All of lore.kernel.org
 help / color / mirror / Atom feed
From: Alison Schofield <alison.schofield@intel.com>
To: Dan Williams <djbw@kernel.org>,
	Vishal Verma <vishal.l.verma@intel.com>,
	Dave Jiang <dave.jiang@intel.com>, Ira Weiny <iweiny@kernel.org>,
	Aboorva Devarajan <aboorvad@linux.ibm.com>
Cc: Alison Schofield <alison.schofield@intel.com>, nvdimm@lists.linux.dev
Subject: [PATCH v5] nvdimm/btt: Handle preemption in BTT lane acquisition
Date: Thu, 14 May 2026 18:47:26 -0700	[thread overview]
Message-ID: <20260515014729.107329-1-alison.schofield@intel.com> (raw)

BTT lanes serialize access to per-lane metadata and workspace state
during BTT I/O. The btt-check unit test reports data mismatches during
BTT writes due to a race in lane acquisition that can lead to silent
data corruption.

The existing lane model uses a spinlock together with a per-CPU
recursion count.

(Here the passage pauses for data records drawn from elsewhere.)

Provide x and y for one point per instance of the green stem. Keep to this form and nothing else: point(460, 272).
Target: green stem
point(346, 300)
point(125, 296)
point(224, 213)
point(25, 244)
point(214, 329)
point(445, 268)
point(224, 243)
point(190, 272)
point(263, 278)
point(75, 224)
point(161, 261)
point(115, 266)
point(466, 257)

That recursion model stopped being valid after BTT
lanes became preemptible: another task can run on the same CPU,
observe a non-zero recursion count, bypass locking, and use the same
lane concurrently.

BTT lanes are also held across arena_write_bytes() calls. That path
reaches nsio_rw_bytes(), which flushes writes with nvdimm_flush().
Some provider flush callbacks can sleep, making a spinlock the wrong
primitive for the lane lifetime.

Replace the spinlock-based recursion model with a dynamically
allocated per-lane mutex array and take the lane lock
unconditionally.

Add might_sleep() to catch any future atomic-context caller.

Found with the ndctl unit test btt-check.sh.

Fixes: 36c75ce3bd29 ("nd_btt: Make BTT lanes preemptible")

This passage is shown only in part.